Alleen duurzame voedselsystemen kunnen honger uit de wereld helpen

  1. Laatst bijgewerkt op
Image
Foto van vrouwen die water ophalen uit een waterput in Ivoorkust

Boerinnen geven water aan hun groenten in Ivoorkust (© IFAD).

Een oorlog met veel gevolgen

De invasie van Rusland in Oekraïne heeft dramatische gevolgen voor de Oekraïense bevolking. Maar de gevolgen zijn ook voelbaar op wereldschaal. Meest besproken in ons land is allicht de energiecrisis, maar er doet zich eveneens een voedselcrisis voor die zich uit in een groeiend aantal mensen die honger lijden. Vooral kwetsbare gezinnen in het Zuiden zijn er door getroffen.

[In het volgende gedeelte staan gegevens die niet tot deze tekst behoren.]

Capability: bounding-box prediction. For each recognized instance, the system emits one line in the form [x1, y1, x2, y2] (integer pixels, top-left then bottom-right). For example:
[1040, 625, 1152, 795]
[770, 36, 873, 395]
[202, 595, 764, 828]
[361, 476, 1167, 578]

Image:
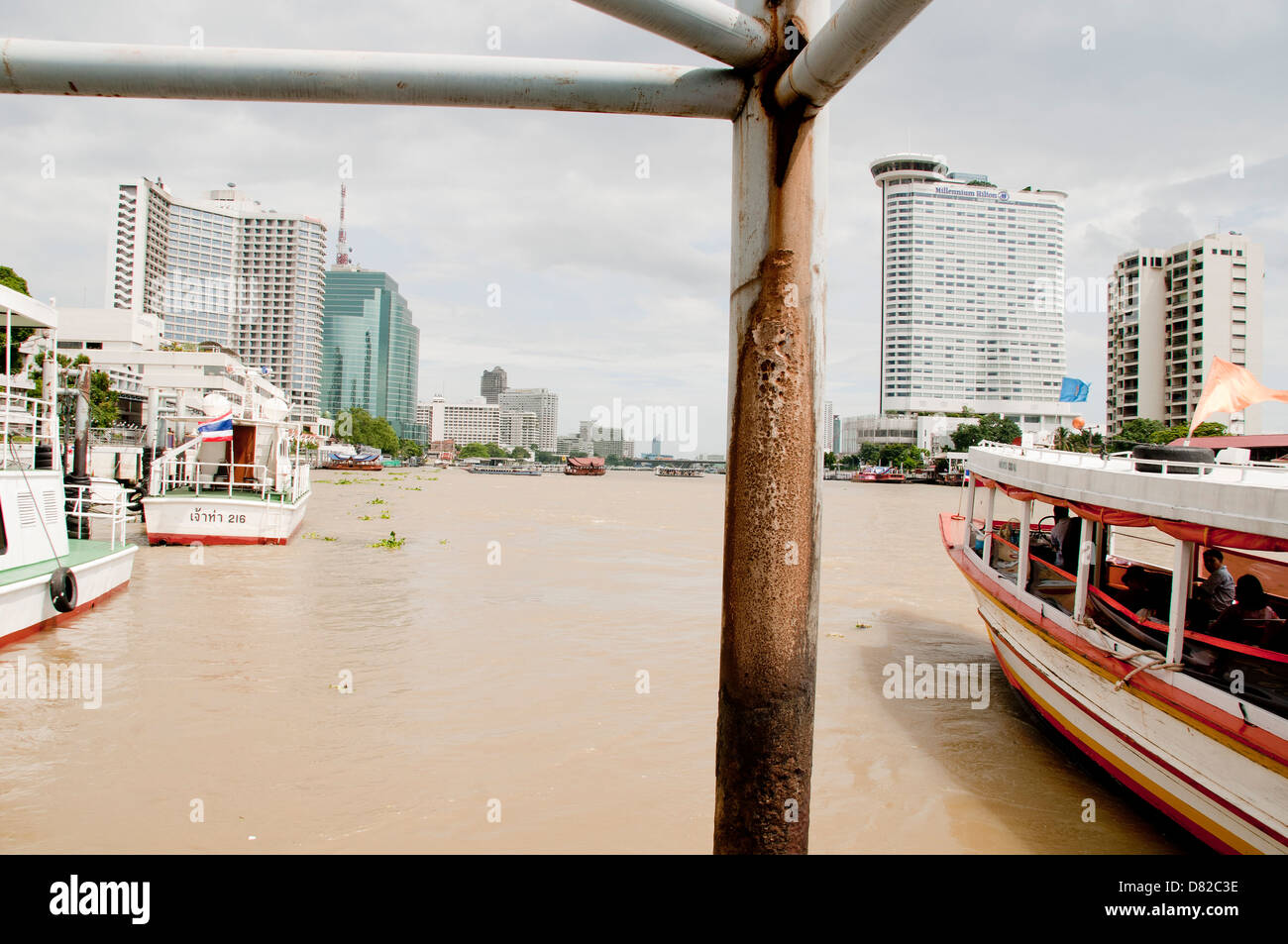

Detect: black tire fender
[49, 567, 76, 613]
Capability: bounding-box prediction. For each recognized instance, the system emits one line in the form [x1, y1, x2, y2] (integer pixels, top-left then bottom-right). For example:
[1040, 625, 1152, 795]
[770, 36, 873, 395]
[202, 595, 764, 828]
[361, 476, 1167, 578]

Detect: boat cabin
[963, 446, 1288, 717]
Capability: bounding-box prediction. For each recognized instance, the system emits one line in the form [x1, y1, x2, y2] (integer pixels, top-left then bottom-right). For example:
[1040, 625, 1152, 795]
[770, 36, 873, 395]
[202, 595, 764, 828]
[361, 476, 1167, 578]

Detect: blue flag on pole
[1060, 377, 1091, 403]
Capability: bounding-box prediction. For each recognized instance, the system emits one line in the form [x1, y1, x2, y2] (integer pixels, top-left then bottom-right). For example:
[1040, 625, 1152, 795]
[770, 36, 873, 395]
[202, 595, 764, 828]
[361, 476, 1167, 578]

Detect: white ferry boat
[0, 286, 138, 647]
[940, 445, 1288, 853]
[143, 383, 310, 545]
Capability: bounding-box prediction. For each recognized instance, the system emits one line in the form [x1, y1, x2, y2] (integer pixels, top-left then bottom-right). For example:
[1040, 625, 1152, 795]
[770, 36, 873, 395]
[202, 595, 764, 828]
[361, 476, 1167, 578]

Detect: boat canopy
[975, 475, 1288, 551]
[967, 445, 1288, 551]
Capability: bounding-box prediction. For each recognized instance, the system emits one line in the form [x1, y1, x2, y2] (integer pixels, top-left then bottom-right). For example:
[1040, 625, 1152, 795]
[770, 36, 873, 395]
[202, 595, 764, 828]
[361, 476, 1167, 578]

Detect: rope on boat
[1082, 615, 1185, 691]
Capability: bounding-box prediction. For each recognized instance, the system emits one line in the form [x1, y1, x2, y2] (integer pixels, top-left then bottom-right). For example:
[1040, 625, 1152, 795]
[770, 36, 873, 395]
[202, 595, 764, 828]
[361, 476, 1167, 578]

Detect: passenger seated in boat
[1189, 548, 1236, 631]
[1210, 574, 1284, 649]
[1122, 564, 1171, 623]
[1051, 505, 1082, 574]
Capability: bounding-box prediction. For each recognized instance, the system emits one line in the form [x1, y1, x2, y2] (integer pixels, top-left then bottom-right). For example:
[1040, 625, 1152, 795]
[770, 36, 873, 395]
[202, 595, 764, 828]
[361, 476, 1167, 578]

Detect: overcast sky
[0, 0, 1288, 452]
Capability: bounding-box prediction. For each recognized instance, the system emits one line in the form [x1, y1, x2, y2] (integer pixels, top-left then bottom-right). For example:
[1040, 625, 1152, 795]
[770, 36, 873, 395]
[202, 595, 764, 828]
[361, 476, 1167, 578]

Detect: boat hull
[143, 493, 309, 545]
[945, 515, 1288, 853]
[0, 545, 138, 648]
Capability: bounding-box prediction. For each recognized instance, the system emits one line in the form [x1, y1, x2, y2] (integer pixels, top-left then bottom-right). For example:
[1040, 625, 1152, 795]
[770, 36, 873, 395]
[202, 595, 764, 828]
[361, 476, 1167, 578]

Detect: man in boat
[1051, 505, 1082, 572]
[1192, 548, 1234, 630]
[1211, 574, 1284, 649]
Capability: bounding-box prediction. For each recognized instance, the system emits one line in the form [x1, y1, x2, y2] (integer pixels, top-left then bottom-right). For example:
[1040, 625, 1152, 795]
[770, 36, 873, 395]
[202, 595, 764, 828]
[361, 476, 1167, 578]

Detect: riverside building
[322, 265, 429, 443]
[1105, 233, 1265, 435]
[107, 177, 326, 421]
[497, 387, 559, 452]
[871, 155, 1079, 432]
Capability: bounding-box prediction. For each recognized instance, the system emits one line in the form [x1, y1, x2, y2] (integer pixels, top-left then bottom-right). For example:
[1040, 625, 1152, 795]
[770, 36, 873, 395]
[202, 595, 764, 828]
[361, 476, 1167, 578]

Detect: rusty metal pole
[715, 0, 828, 853]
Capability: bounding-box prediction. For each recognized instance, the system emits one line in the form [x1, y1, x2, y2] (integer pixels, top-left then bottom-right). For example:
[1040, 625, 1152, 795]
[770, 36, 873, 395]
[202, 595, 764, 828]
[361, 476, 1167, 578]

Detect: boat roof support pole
[984, 488, 997, 567]
[1064, 541, 1096, 625]
[774, 0, 930, 112]
[0, 39, 747, 119]
[1167, 541, 1194, 662]
[577, 0, 774, 68]
[715, 0, 828, 853]
[1015, 498, 1033, 593]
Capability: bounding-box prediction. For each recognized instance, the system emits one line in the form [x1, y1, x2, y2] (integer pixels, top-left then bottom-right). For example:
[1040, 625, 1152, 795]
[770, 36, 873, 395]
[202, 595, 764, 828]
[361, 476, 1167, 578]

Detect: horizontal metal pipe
[0, 39, 747, 120]
[774, 0, 930, 110]
[577, 0, 773, 68]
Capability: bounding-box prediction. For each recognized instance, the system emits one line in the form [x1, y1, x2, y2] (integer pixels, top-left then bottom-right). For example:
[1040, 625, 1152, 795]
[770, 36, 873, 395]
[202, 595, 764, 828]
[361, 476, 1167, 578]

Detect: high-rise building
[480, 367, 506, 403]
[1105, 233, 1265, 435]
[322, 265, 429, 442]
[871, 155, 1077, 425]
[107, 177, 326, 420]
[416, 396, 501, 447]
[497, 388, 559, 452]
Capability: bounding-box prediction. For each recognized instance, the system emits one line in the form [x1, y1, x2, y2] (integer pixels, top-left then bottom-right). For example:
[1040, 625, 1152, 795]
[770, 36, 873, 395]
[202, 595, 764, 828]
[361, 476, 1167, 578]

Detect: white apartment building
[871, 155, 1079, 426]
[416, 396, 501, 447]
[1105, 233, 1265, 435]
[497, 387, 559, 452]
[499, 409, 541, 450]
[107, 177, 326, 420]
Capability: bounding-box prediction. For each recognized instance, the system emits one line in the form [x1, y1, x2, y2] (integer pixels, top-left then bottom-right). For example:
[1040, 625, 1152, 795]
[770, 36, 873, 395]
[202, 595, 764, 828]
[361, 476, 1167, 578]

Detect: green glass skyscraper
[322, 265, 428, 443]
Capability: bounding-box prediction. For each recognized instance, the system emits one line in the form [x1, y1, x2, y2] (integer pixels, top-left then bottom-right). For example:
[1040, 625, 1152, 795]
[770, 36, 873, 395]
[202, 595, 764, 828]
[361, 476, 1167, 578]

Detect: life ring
[1130, 446, 1216, 475]
[49, 567, 76, 613]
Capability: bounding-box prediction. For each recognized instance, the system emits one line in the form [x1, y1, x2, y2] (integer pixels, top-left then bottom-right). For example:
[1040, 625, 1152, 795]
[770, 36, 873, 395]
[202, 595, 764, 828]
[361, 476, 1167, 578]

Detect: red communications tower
[335, 184, 349, 265]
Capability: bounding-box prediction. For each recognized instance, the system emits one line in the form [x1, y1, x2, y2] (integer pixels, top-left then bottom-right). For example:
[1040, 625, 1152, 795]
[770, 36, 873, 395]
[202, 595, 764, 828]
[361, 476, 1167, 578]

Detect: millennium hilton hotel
[871, 155, 1081, 432]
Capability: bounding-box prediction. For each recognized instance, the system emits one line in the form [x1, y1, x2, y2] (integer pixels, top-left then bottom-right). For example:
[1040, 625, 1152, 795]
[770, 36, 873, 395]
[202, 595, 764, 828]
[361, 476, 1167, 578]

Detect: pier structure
[0, 0, 930, 853]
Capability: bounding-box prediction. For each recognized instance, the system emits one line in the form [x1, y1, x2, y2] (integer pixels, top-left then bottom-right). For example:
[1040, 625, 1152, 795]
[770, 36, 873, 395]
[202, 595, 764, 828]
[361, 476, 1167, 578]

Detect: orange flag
[1190, 357, 1288, 435]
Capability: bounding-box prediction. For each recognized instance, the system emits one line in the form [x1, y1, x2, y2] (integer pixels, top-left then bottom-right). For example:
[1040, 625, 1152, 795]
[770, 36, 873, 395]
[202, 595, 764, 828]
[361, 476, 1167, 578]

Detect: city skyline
[0, 1, 1288, 452]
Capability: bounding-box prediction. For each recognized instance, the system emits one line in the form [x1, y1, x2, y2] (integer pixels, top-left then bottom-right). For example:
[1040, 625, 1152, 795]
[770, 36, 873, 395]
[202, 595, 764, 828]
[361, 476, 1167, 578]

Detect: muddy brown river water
[0, 469, 1192, 853]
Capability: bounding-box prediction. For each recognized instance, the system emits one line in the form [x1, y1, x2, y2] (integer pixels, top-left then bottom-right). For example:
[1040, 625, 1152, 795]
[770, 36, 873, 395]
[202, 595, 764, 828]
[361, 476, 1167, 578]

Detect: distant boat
[143, 387, 311, 545]
[564, 456, 608, 475]
[0, 286, 138, 651]
[465, 459, 541, 475]
[850, 465, 906, 481]
[322, 443, 385, 472]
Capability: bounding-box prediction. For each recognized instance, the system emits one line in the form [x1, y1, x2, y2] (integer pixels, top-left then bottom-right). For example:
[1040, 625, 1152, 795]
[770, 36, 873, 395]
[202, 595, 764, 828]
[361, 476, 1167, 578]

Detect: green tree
[0, 265, 35, 373]
[879, 443, 926, 469]
[950, 422, 984, 452]
[336, 407, 398, 456]
[1109, 416, 1166, 452]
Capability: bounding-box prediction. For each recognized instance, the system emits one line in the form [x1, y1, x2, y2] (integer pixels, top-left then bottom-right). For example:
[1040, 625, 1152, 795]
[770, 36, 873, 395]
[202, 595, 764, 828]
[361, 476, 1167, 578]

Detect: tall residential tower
[871, 155, 1078, 426]
[1105, 233, 1265, 435]
[107, 177, 326, 420]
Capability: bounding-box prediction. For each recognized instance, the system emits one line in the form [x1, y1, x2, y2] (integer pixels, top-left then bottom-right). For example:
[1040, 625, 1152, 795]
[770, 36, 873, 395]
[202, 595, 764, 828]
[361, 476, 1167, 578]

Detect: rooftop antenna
[335, 184, 349, 265]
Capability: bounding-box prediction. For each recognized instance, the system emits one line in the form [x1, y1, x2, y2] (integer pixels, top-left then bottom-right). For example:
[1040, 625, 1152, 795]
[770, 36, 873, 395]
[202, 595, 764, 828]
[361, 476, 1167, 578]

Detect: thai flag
[197, 409, 233, 443]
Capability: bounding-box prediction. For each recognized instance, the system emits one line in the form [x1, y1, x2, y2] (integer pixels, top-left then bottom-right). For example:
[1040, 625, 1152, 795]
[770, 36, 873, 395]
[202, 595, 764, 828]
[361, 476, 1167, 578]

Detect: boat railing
[63, 483, 130, 551]
[979, 441, 1288, 484]
[0, 389, 55, 469]
[158, 450, 270, 498]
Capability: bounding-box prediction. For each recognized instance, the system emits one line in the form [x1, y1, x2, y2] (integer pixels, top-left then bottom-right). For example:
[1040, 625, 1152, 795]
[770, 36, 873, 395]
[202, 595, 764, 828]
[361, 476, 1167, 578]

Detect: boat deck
[0, 541, 123, 584]
[146, 485, 294, 502]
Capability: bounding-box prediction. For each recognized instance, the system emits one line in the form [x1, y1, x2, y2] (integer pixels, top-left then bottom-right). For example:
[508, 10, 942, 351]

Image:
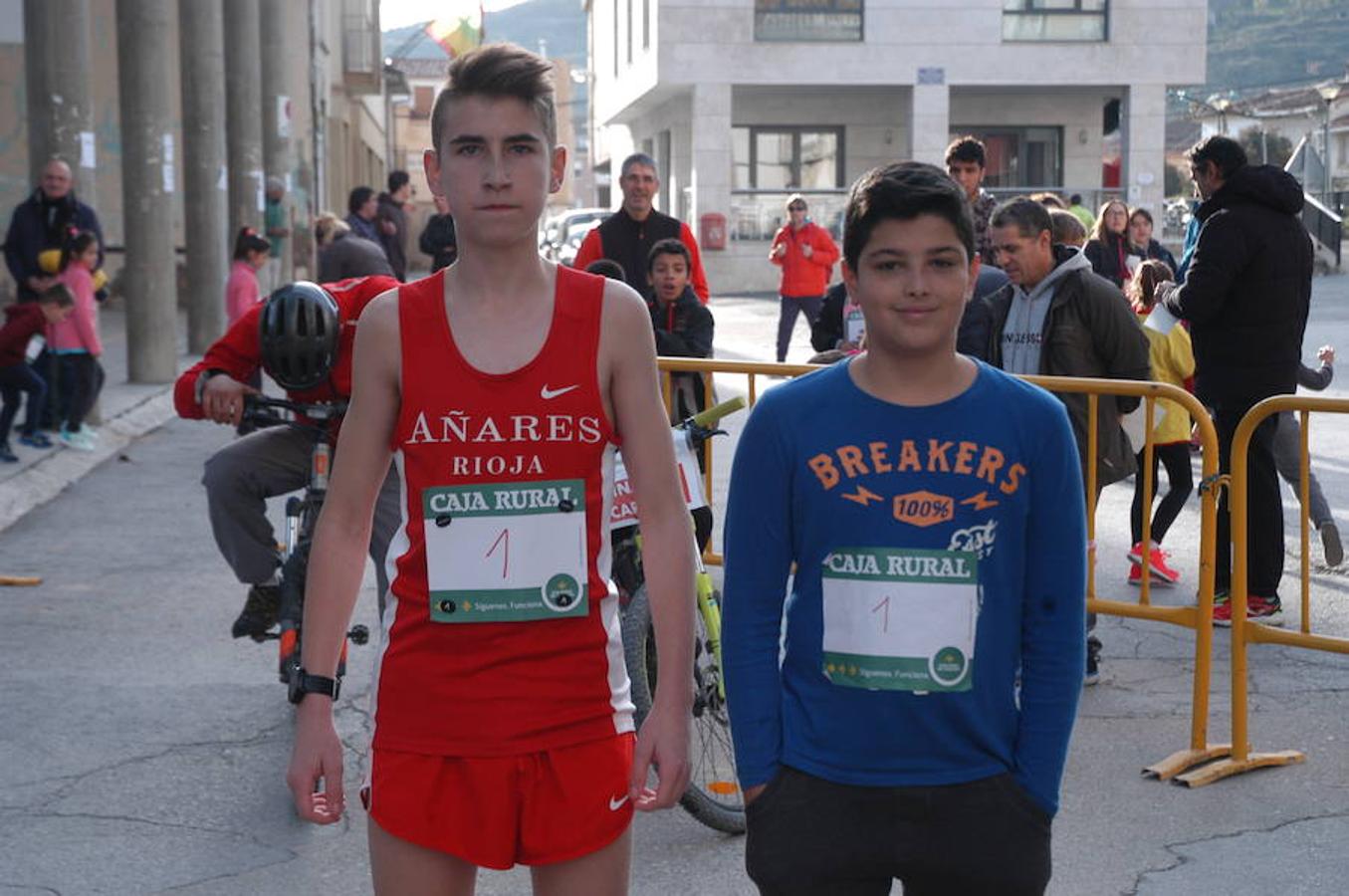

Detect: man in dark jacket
[4, 159, 103, 303]
[984, 198, 1152, 684]
[1158, 136, 1312, 625]
[417, 196, 459, 274]
[646, 239, 715, 420]
[572, 152, 708, 305]
[376, 171, 413, 281]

Rusland en Oekraïne behoren immers tot de top 7 in de wereld van uitvoerders van tarwe, maïs, gerst, zonnebloemzaad en zonnebloemolie. Daarnaast staan Rusland en bondgenoot Belarus in voor een vijfde van de wereldwijde toevoer van kunstmest. Ten slotte is Rusland een van ’s werelds grootste leveranciers van fossiele brandstof. Het land neemt 25% van de totale uitvoer van aardgas voor zijn rekening en is de 2de grootste uitvoerder van ruwe olie na Saoedi-Arabië.

De toevoerproblemen van deze voedingsmiddelen, meststoffen en fossiele brandstoffen veroorzaken schaarste en stijgende prijzen op de wereldmarkt. De duurdere meststoffen en fossiele brandstoffen leiden ertoe dat het meer kost om lokaal voedsel te produceren, te transporteren en te verwerken. Daardoor zien de boeren hun inkomen dalen, maar de koopkracht daalt ook voor die mensen die hun voedsel moeten aankopen.

Een voedselcrisis met veel oorzaken

Toch is het te kort door de bocht om de huidige voedselcrisis uitsluitend te wijten aan de oorlog in Oekraïne. Zoals blijkt uit het voedselzekerheidsrapport van de VN-Voedsel- en Landbouworganisatie (FAO) zat het aantal ondervoeden in de wereld voordien al in stijgende lijn (zie kader).

Vooreerst hadden we af te rekenen met de zware economische gevolgen van de covidpandemie en van de maatregelen om haar te beteugelen. Boeren raakten niet meer op hun velden, toeleveringsketens werden onderbroken. Ook de klimaatcrisis slaat alsmaar feller toe. Extreme hitte, droogte én overstromingen beperken de voedselproductie. De Hoorn van Afrika (Ethiopië, Somalië, Kenya) bijvoorbeeld gaat gebukt onder de ergste droogte in 40 jaar, na al 4 opeenvolgende jaren van te weinig regen.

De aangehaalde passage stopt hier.